Syncope, the technical term for fainting, simply refers to a brief loss of consciousness caused by a temporarily inadequate supply of blood to the brain. Usually the inadequate blood supply is caused by a failure of the body’s usual unfailing mechanisms for keeping the blood pressure on even keel despite frequent changes in factors that would otherwise throw it off kilter. For example, if you stand up, the body has to rapidly achieve the increased blood flow to maintain adequate brain filling pressure by some combination of increasing the heart rate upward, strengthening the force of each individual heart beat, and/or tightening up tension in the walls of the major arteries. Almost all of us have felt at least once a momentary weakness and light-headedness just after standing, that represented a slight failure of this adaptive process. Push that failure a bit, and you have the orhtostatic syncope that some of us get frequently just after standing quickly.
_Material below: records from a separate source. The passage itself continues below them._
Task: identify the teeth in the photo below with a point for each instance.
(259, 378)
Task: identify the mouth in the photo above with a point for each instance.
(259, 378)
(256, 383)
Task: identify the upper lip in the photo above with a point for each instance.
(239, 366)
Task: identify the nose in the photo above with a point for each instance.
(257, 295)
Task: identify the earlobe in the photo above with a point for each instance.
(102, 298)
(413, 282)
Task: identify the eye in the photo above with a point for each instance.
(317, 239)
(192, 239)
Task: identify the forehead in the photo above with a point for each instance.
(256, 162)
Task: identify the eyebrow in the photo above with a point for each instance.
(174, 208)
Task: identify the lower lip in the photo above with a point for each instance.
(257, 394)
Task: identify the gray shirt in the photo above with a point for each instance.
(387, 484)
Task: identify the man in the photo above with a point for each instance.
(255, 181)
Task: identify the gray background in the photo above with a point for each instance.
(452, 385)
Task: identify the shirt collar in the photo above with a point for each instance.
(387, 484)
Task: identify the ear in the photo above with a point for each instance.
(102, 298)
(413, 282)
All sorts of other things, from a vigorous cough, to a full bowel or bladder, to nausea, can cause vasovagal syncope, by causing an overeaction , or paradoxical maladaptive reaction, of this usually automatic and reliable mechanism of adjustment. Mostly this happens rarely and sporadically, so that, apart from the risk of trauma from falling, syncope is just a nuisance.
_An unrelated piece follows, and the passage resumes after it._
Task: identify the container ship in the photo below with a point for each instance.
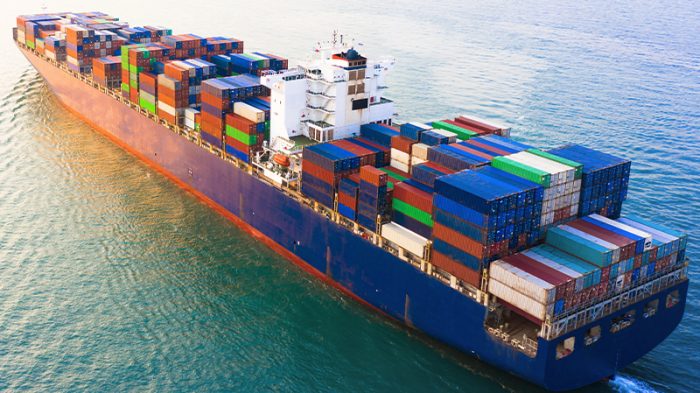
(515, 255)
You can also have syncope from having a low effective volume of blood. You can actually be dehydrated itself, but more often this happens when people stand still and upright for a long period of time. Blood pools in their legs because of the absence of the constant leg muscle movements that usually help push blood back up that long column created when man first walked upright. This sort of cause of syncope is inherently self-limited, and not serious.
The problem is that the temporary inadequate blood flow to the brain that is the symptom, syncope, can also be caused by a transient heart rhythm not capable of sustaining adequate blood flow. The risk, if that was the cause of any particular syncopal episode, is that the next time the same dysrhythmia puts in an appearance, it won’t be transient enough. It will persist long enough, not revert to a life-sustaining rhythm quickly enough, that the patient might die.
Because of this one non-self-limiting, potentially fatal, cause of syncope is there lurking among all the other, more common causes, Senator Levin made the right call in insisting that Petraeus go seek medical attention, and not continue his testimony, fit as he might have felt at the moment. Sometimes all it takes is a good history to establish one of the benign causes as the overwhelmingly most likely cause, but it probably takes more time than Petraeus was out of the room to do just that good history, even assuming there was a physician waiting to take that history. And, frankly, I like to augment even my good histories, and I am the best of history-takers, with some heart monitoring, just in case my patient is a smart history-giver who might happen to know the “right” answers to give me to avoid a work up he might really need. Petraeus strikes me as just the type of patient I would be suspicious would be smart enough to know the right answers.
it looks like you might be a doctor?